They're giving away usually $5000.

Jeopardy and Wheel of Fortune have around 10 million viewers each with over 30
years of history. Jeopardy gives away around $23k each day, I believe WoF
rings in a little higher. They air 5 days a week and clock in around 200-230
episodes per season. Back of the napkin math puts that at $0.53 per viewer per
year.

HQ is still at $4.29 per viewer per year. At their current rate they still
need about 10x growth to match J! or WoF. But HQ is also only 2 years old on a
somewhat new media format (live interactive entertainment).

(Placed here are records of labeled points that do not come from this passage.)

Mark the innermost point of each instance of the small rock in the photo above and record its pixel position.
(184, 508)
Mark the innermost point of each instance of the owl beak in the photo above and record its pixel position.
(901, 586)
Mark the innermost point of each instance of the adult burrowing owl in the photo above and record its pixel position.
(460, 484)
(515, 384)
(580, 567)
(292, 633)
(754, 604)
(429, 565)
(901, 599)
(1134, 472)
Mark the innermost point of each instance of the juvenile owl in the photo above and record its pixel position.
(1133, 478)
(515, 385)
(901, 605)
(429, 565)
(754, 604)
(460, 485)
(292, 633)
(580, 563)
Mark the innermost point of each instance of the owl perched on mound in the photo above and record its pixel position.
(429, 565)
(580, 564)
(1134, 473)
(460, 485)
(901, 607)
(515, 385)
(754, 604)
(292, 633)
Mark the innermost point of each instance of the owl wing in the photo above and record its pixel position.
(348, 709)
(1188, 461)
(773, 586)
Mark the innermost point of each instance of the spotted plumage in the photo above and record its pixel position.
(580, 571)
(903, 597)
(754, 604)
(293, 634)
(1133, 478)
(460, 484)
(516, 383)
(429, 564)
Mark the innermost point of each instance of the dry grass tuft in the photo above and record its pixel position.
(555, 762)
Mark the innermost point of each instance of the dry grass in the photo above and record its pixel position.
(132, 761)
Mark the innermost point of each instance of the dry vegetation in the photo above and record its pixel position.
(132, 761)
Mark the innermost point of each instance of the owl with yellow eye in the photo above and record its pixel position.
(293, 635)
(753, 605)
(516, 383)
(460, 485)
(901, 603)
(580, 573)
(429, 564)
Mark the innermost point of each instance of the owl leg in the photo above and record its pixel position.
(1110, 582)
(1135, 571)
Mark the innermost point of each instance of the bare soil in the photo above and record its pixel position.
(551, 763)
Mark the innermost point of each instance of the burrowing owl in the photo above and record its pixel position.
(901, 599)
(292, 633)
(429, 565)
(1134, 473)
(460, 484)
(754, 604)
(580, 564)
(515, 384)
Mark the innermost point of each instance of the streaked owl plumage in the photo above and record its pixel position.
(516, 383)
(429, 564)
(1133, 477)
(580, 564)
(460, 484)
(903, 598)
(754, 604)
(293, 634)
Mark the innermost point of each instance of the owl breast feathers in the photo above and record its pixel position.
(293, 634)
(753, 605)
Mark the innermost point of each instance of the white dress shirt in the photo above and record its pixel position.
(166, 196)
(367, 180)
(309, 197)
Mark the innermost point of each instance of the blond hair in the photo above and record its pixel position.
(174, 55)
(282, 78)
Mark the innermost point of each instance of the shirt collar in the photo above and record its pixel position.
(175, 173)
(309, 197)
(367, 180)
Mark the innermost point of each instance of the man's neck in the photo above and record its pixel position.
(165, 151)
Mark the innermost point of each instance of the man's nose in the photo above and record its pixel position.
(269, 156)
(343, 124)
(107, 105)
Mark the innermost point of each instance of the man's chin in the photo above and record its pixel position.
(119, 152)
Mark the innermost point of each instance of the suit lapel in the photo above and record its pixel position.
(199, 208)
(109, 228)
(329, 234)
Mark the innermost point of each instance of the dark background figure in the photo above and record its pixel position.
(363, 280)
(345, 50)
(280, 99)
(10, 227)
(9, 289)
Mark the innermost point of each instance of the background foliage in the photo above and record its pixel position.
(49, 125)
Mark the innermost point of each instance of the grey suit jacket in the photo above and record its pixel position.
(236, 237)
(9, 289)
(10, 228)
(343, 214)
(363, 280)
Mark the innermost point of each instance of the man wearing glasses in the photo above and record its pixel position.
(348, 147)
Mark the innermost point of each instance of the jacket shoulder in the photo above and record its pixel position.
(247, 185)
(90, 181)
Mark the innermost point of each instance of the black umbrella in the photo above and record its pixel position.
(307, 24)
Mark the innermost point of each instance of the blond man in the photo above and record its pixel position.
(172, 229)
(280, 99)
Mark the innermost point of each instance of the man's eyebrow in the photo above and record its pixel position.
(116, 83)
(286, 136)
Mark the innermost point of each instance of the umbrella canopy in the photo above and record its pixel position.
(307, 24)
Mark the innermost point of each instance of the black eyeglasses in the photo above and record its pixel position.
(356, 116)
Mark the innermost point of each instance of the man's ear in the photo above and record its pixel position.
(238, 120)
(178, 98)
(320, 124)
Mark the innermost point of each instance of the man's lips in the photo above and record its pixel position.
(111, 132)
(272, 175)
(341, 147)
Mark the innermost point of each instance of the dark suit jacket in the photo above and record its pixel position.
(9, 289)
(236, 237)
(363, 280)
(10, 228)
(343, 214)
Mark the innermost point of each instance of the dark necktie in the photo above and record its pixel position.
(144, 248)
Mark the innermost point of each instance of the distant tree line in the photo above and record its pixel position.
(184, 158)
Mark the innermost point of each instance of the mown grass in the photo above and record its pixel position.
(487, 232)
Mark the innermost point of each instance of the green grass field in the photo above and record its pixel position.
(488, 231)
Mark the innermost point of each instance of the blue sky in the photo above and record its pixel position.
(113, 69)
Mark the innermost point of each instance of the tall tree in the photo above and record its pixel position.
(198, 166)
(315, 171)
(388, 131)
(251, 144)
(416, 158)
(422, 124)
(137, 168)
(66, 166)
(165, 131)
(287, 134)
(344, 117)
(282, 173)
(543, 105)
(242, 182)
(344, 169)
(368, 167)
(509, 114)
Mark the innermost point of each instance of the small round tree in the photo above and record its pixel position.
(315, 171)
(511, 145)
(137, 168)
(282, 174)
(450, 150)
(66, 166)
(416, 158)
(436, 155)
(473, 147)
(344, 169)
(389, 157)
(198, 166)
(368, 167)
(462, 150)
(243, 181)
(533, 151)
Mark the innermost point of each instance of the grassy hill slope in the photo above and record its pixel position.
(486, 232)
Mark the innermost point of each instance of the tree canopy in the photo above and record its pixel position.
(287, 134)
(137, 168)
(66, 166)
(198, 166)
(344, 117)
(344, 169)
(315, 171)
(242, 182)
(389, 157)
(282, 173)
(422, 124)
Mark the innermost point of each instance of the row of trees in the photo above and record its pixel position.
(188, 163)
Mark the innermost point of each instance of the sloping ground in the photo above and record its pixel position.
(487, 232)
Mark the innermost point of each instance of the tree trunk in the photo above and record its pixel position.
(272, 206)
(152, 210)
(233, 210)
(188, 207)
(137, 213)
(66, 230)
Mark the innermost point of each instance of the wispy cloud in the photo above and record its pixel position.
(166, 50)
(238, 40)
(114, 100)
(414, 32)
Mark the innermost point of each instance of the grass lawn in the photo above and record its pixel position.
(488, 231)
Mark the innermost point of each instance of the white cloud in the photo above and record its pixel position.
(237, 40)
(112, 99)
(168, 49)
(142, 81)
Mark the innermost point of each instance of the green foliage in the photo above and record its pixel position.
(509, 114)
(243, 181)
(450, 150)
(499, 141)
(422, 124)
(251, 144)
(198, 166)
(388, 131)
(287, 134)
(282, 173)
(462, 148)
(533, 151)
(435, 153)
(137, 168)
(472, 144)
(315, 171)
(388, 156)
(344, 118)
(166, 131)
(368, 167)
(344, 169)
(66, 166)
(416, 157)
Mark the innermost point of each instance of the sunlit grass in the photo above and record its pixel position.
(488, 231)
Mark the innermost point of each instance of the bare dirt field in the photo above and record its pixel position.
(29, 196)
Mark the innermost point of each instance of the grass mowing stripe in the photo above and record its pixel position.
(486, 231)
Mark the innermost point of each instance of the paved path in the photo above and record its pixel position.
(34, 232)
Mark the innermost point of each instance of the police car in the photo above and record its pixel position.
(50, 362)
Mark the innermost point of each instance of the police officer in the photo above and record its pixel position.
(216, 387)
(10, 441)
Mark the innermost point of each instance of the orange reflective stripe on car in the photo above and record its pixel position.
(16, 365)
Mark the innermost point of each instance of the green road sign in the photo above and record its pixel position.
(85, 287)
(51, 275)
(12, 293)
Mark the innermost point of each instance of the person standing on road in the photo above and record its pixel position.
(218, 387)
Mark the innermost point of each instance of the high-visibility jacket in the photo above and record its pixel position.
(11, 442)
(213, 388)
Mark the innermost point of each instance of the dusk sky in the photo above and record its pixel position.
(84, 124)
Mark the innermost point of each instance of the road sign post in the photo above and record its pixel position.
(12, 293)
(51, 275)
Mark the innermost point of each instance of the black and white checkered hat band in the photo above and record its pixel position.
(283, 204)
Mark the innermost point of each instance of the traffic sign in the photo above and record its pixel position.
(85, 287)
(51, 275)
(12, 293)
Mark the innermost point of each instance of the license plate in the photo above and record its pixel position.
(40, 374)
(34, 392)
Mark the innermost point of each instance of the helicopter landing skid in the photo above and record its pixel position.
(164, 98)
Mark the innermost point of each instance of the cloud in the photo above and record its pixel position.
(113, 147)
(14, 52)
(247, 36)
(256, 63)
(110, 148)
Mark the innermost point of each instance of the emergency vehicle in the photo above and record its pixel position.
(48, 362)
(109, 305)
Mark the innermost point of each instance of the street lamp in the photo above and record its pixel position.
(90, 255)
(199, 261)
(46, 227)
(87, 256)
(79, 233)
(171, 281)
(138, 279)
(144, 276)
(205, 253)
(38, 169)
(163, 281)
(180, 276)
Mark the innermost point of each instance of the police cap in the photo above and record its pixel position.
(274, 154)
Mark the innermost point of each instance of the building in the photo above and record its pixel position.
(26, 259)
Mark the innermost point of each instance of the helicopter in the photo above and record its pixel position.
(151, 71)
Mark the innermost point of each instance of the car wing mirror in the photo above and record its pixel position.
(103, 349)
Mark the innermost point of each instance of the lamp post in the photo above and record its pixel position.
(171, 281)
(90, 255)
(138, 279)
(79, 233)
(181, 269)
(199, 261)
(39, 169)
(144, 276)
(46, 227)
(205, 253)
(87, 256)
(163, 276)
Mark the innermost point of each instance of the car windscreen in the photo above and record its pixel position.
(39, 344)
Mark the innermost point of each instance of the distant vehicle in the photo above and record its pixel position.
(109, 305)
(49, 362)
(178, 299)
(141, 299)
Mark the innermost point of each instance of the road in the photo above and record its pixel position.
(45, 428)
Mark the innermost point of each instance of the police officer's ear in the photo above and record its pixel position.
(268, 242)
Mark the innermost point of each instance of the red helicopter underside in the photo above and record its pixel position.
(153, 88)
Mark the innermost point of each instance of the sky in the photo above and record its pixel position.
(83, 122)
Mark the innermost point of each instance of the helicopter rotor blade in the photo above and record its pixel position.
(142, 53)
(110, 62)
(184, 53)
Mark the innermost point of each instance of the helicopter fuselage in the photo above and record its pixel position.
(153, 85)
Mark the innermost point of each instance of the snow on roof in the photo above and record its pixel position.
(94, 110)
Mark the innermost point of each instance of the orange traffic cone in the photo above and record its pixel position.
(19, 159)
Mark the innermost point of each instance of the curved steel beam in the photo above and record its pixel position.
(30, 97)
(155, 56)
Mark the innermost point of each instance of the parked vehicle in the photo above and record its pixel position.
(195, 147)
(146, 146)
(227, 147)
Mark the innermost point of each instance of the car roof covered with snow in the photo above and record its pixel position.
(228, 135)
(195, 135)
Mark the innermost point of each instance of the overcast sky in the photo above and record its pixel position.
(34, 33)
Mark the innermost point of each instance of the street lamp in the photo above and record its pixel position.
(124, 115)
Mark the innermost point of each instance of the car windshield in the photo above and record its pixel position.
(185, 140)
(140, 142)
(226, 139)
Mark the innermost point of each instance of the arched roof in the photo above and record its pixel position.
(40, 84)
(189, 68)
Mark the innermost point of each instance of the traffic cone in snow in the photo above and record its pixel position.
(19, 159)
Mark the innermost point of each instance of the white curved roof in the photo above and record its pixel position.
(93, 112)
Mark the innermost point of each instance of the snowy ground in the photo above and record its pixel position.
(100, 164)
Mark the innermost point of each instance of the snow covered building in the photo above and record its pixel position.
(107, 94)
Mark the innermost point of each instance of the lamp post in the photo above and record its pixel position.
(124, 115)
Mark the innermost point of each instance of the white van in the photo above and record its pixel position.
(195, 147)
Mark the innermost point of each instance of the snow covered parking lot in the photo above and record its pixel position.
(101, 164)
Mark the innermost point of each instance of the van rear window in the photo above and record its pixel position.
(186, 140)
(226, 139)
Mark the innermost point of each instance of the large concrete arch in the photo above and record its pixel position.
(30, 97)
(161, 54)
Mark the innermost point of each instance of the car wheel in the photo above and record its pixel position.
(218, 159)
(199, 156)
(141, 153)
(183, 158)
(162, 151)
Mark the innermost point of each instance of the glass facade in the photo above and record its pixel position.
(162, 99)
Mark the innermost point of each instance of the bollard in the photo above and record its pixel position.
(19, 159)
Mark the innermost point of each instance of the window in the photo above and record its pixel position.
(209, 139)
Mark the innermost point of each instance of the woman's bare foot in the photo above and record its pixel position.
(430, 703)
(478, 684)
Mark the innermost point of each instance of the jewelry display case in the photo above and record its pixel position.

Those numbers are just for the prize money. Pat Sajak and Alex Trebek each
earn north of $10 million per year (and Vanna White somewhat less, but still
in the millions), and the shows almost certainly have larger staffs. The
actual value difference is probably closer to a 3-4x multiplier rather than
10x.

That said, since HQ is phone based there's a good chance the viewers are more
valuable to advertisers since they can collect more information than on
broadcast television.

I don't think HQ would/could have a path to profitability (setting aside
internal business politics), but it's a matter of 1) convincing businesses
that a new media format is worth their advertising dollars, 2) keeping players
long-term, 3) finding effective ways to advertise in the more limited format
that the game affords.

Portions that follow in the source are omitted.